An electrode package according to any one of the preceding Claims, in which the envelope further comprises a second compartment (96) for containing one or more connectors (66) of the first and second electrodes (56, 58), and a barrier element (88) between the first and second compartments (94, 96), the barrier element (88) providing electrically conductive paths between the electrodes (56, 58) and the connectors (66).
An electrode package according to Claim 5, in which the second compartment (96) has a sealed and an unsealed mode, and when the second compartment (96) is in a sealed mode, the connector (88) is isolated from the external environment, and when the second compartment (96) is in an unsealed mode, the connector (88) is not isolated from the external environment, yet the first compartment (94) may remain sealed.

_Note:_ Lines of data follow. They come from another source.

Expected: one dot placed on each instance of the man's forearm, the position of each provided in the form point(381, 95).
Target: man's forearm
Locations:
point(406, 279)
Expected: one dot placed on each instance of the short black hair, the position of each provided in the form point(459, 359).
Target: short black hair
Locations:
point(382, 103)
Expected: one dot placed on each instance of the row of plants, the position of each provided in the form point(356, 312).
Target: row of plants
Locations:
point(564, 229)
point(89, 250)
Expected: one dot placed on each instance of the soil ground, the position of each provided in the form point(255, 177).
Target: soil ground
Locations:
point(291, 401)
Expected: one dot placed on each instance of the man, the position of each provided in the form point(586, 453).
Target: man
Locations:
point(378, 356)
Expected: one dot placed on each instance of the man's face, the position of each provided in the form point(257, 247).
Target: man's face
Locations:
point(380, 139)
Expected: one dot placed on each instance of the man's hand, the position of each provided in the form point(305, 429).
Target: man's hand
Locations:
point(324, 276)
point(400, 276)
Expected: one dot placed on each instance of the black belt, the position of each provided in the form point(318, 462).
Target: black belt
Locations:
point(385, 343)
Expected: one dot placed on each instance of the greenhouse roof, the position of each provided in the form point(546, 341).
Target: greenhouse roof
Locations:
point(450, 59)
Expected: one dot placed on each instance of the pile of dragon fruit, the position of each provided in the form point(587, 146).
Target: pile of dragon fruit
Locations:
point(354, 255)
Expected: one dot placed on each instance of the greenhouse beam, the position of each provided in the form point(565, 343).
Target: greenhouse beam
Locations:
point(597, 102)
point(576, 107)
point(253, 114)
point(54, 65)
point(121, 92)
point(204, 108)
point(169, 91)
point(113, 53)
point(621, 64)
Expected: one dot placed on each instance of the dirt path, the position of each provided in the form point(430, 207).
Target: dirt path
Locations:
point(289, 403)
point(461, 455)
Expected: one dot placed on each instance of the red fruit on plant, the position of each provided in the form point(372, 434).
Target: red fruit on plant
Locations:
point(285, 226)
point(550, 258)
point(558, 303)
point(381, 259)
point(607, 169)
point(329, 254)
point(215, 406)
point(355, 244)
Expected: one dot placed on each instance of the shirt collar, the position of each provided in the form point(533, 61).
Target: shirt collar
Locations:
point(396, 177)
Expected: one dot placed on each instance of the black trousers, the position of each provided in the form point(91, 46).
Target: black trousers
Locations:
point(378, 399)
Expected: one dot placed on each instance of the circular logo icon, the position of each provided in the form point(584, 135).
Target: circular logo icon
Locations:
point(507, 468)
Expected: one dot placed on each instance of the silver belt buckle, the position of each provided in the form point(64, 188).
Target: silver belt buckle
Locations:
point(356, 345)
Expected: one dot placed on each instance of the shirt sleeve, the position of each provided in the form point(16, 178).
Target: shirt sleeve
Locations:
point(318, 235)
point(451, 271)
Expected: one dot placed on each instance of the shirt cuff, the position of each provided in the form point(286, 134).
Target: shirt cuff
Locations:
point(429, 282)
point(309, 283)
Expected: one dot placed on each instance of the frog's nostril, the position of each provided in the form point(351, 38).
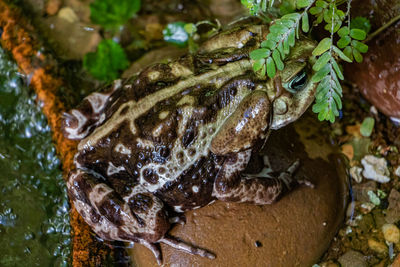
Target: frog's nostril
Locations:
point(280, 106)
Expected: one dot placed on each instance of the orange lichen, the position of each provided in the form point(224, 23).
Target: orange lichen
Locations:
point(18, 38)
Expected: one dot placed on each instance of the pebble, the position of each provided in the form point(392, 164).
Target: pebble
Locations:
point(352, 259)
point(68, 14)
point(355, 173)
point(391, 233)
point(393, 211)
point(377, 246)
point(52, 7)
point(375, 169)
point(397, 171)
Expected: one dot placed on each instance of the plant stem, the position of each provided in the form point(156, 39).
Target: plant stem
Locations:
point(382, 28)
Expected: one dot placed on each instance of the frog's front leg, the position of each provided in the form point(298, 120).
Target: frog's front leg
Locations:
point(232, 185)
point(81, 121)
point(237, 136)
point(248, 124)
point(137, 217)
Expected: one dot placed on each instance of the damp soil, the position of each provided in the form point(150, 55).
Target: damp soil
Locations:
point(34, 209)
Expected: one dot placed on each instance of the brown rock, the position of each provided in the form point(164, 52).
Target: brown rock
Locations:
point(164, 54)
point(378, 76)
point(52, 7)
point(295, 231)
point(360, 191)
point(393, 211)
point(352, 259)
point(70, 40)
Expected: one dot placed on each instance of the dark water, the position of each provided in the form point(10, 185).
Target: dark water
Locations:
point(34, 218)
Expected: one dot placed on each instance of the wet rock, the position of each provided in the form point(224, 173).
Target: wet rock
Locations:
point(295, 231)
point(375, 169)
point(391, 233)
point(52, 7)
point(164, 54)
point(226, 10)
point(68, 14)
point(378, 76)
point(377, 246)
point(397, 171)
point(393, 211)
point(81, 9)
point(352, 259)
point(360, 191)
point(355, 173)
point(70, 40)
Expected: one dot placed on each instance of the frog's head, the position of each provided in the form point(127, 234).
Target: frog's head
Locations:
point(293, 89)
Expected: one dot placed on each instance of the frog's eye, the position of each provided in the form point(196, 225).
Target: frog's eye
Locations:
point(297, 83)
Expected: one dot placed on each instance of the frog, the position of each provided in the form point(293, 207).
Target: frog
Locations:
point(179, 135)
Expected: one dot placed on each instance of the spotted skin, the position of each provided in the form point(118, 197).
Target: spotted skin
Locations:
point(177, 137)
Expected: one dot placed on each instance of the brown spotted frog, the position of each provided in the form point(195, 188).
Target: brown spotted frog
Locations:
point(179, 135)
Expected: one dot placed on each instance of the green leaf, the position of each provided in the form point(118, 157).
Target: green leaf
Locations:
point(190, 28)
point(175, 34)
point(360, 23)
point(357, 55)
point(268, 44)
point(271, 70)
point(303, 3)
point(344, 41)
point(277, 58)
point(107, 61)
point(323, 46)
point(315, 10)
point(304, 23)
point(292, 38)
point(278, 29)
point(319, 75)
point(111, 13)
point(348, 51)
point(344, 31)
point(341, 54)
point(321, 61)
point(263, 71)
point(291, 16)
point(337, 69)
point(258, 64)
point(358, 34)
point(373, 198)
point(361, 47)
point(367, 126)
point(260, 53)
point(321, 3)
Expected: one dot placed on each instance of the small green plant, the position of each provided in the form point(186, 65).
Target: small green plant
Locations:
point(113, 13)
point(106, 63)
point(283, 34)
point(186, 34)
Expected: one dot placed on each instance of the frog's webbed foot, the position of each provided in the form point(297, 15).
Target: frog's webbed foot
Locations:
point(155, 249)
point(80, 122)
point(175, 243)
point(262, 188)
point(180, 218)
point(137, 216)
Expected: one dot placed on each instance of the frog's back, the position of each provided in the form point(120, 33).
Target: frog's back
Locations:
point(156, 128)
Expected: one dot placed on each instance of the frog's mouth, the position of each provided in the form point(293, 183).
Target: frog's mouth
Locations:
point(288, 107)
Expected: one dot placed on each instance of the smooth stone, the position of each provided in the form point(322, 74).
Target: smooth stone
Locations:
point(295, 231)
point(377, 76)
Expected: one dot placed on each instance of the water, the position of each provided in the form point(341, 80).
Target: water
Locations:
point(34, 217)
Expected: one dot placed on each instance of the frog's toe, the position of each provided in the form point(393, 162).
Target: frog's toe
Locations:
point(181, 219)
point(80, 122)
point(136, 217)
point(175, 243)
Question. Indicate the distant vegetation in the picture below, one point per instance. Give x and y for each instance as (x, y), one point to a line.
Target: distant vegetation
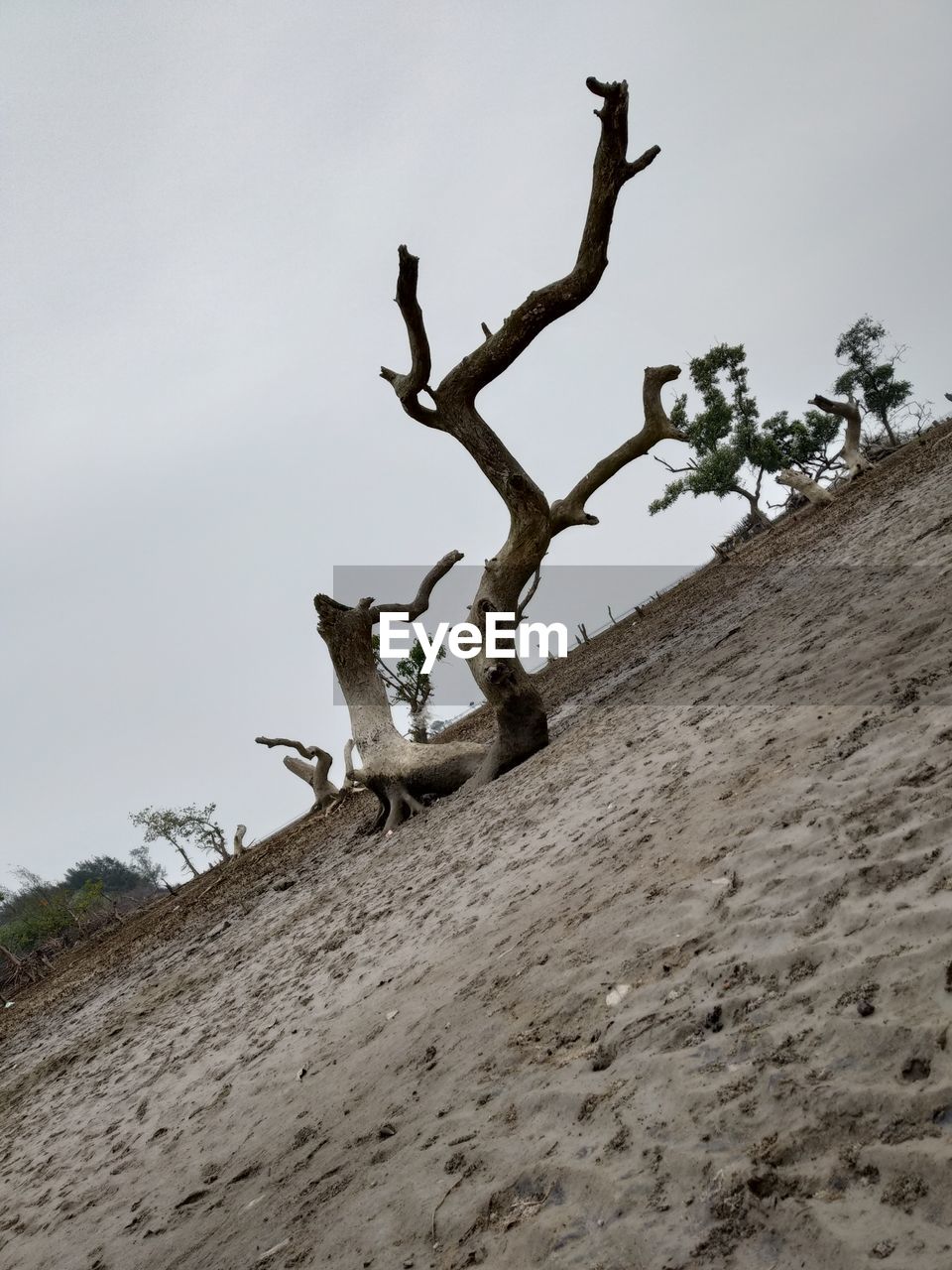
(40, 913)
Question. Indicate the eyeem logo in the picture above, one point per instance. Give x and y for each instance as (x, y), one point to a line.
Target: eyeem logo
(463, 639)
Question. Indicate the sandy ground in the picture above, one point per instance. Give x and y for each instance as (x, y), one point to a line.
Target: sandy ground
(413, 1056)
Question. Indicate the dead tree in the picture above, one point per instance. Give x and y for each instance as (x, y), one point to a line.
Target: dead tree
(849, 412)
(399, 771)
(325, 793)
(522, 725)
(805, 485)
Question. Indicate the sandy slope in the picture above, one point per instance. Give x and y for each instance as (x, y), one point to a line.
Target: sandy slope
(746, 816)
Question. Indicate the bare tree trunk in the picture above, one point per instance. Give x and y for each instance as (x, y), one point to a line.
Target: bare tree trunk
(849, 412)
(802, 484)
(188, 862)
(522, 726)
(395, 769)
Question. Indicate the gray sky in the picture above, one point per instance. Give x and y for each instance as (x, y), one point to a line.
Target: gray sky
(199, 216)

An electrode package according to Claim 5 or 6, in which the barrier element (88) comprises a layer of material (89) formed around wire leads (62, 64) of the first and second electrodes (56, 58), the wire leads (62, 64) providing the electrically conductive paths between the electrodes (56, 58) and the at least one connector (66).
An electrode package according to Claim 5 or 6, in which the barrier element (88) comprises the body of a connector (116), and that the connector (116) comprises terminals (142, 144) that form part of the electrically conductive paths between the electrodes (56, 58) and the exterior of the first sealed compartment (94).
An electrode package according to any one of Claims 1 to 4, further comprising a connector (116) with terminals (142, 144), and wire leads (112, 114) connecting the terminals to the first and second electrodes (106, 108), wherein the connector (116) and terminals (142, 144) provide a seal for the sealed compartment (140) and electrically conductive paths connecting the electrodes (106, 108) and wire leads (112, 114) to the exterior of the sealed compartment (140).
An electrode package according to any one of the preceding Claims, in which the envelope comprises a sheet of material (12; 52; 102) folded to form an integral hinge (A-A).
An electrode package according to Claim 10, in which a releasable seal (36; 76; 120) joins surfaces of material (12; 52; 102) forming the envelope.
An electrode package according to Claim 10 or Claim 11, when dependent upon any one of Claims 7 to 11, in which the barrier element (88) has surfaces to which sheet material forming the envelope is sealed.
An electrode package according to any one of the preceding claims, in which the electrodes (16,18; 56,58; 106,108) are defibrillation electrodes.